IDF troops stayed in Lebanon for two more years. At first they served as a buffer between Christians and Druze, who joined the Muslims. Then the Shia Muslims got organized, and the same people who greeted IDF with rice and cheers, now announced a Jihad, a Holy War, on Occupying Israel. Cruel and destructive guerilla fighting began in south Lebanon: car bombs, booby traps, ambushes and suicide bombers.
Reserve soldiers returned from service in Lebanon straight to the Prime Minister’s house to protest against the war. They put a sign with the ever increasing numbers of the dead. They carried placards that read: “Those who go to Lebanon have no trust in you.”
When the numbers of the dead got to hundreds, Prime Minister Begin got depressed. At the end of August, 1983, he announced that he cannot carry on and retired to his home. Two more winters would pass until IDF soldiers would go home too.

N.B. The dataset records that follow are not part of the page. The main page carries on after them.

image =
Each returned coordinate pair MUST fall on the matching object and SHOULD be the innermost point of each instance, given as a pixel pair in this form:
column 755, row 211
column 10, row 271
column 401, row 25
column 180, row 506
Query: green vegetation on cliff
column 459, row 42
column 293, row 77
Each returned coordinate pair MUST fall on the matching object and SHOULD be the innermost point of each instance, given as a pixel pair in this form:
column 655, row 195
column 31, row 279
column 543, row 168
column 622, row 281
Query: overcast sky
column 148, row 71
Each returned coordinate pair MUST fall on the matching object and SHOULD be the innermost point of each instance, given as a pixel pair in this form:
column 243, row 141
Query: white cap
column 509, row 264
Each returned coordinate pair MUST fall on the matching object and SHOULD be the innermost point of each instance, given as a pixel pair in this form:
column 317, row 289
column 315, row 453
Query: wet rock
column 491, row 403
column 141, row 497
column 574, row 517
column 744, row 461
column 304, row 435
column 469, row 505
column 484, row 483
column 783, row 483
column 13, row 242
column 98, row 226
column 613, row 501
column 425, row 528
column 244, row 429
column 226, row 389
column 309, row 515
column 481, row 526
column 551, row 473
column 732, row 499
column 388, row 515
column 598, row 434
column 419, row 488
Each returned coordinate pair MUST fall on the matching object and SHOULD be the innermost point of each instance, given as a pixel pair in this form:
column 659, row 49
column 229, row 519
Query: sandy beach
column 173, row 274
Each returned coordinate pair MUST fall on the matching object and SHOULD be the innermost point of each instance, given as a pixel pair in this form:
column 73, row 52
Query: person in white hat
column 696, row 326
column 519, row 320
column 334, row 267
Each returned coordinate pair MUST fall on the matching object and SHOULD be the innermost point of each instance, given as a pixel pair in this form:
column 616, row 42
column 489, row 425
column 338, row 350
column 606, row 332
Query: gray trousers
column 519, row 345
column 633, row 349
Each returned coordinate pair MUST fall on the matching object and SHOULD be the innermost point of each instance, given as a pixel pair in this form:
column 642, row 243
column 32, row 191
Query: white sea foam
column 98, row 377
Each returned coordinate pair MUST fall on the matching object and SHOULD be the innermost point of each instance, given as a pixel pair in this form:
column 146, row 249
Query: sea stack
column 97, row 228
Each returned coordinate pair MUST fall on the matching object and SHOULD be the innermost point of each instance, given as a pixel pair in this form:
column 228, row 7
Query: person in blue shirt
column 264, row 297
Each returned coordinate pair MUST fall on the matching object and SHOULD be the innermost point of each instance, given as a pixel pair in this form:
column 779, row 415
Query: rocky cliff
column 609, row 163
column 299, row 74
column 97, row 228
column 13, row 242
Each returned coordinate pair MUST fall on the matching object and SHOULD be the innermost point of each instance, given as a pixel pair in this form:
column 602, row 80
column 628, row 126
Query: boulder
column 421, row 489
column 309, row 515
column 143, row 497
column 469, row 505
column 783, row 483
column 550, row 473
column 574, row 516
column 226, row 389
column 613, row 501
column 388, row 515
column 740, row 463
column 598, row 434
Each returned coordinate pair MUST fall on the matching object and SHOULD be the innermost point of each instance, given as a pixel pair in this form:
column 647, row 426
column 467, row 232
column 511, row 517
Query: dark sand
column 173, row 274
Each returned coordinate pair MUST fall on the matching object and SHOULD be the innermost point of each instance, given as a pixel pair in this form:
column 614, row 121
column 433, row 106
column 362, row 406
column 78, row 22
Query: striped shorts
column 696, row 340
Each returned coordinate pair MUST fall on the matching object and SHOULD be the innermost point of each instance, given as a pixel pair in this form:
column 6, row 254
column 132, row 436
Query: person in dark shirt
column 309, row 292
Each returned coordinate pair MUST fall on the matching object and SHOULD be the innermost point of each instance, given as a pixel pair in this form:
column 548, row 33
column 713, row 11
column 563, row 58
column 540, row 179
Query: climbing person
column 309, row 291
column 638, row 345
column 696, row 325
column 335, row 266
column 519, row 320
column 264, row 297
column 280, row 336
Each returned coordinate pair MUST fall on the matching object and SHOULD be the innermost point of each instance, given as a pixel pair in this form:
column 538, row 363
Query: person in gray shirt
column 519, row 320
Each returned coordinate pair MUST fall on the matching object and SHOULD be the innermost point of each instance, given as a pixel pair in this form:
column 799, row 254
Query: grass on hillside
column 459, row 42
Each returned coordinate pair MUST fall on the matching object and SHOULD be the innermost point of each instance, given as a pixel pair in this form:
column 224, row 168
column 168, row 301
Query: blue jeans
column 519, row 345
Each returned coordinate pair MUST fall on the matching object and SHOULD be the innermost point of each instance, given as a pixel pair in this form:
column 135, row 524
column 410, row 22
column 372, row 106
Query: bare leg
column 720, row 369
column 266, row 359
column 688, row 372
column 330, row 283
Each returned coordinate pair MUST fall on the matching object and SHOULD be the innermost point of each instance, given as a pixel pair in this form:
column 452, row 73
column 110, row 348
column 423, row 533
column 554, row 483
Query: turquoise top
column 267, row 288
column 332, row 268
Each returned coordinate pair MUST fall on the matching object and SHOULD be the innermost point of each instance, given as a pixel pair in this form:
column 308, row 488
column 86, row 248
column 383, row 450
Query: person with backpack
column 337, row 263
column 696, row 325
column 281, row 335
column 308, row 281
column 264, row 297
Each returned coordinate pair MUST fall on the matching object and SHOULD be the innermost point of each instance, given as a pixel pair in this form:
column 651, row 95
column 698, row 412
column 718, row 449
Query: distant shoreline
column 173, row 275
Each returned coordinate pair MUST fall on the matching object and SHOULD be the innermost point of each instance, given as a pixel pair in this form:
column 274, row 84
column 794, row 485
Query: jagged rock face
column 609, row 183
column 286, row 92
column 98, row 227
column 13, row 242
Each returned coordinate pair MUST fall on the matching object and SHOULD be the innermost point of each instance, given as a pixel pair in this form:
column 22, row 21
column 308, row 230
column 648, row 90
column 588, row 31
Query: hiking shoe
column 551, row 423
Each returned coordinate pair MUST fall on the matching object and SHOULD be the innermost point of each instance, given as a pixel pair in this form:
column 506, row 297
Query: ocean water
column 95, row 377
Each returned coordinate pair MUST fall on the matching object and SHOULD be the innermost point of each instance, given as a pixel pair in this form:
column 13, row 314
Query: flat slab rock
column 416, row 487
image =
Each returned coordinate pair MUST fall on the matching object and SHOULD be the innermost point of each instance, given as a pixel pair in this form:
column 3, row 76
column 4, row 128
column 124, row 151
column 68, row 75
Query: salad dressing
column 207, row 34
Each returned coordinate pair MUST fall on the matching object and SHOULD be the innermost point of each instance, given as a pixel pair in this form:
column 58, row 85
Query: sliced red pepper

Knesset Member Yossi Sarid, Labor Party: “Ariel Sharon wanted this war in order to create a new Middle East. He intended to strike and eliminate the PLO and thereby create an alternative leadership, which could not be and cannot be today and cannot ever be. This was the goal. The war was designed to achieve that goal. It was very clear to someone like me that this goal could not be achieved, and therefore it’s all very simple: it was an adventure of Sharon, it could not but fail, and it did in fact fail.”
On 1998, Ariel Sharon said in a television interview: “I don’t feel that I sit here as a defendant in front of you. I think that the Peace of the Galilee War was one of the most justified wars of Israel, one of the most justified wars of Israel. And I think that the worst thing that happened is that – mostly out of internal political interests and as a result of lack of unity and lack of consensus – we did not achieve what we could have achieved. We could have achieved more.”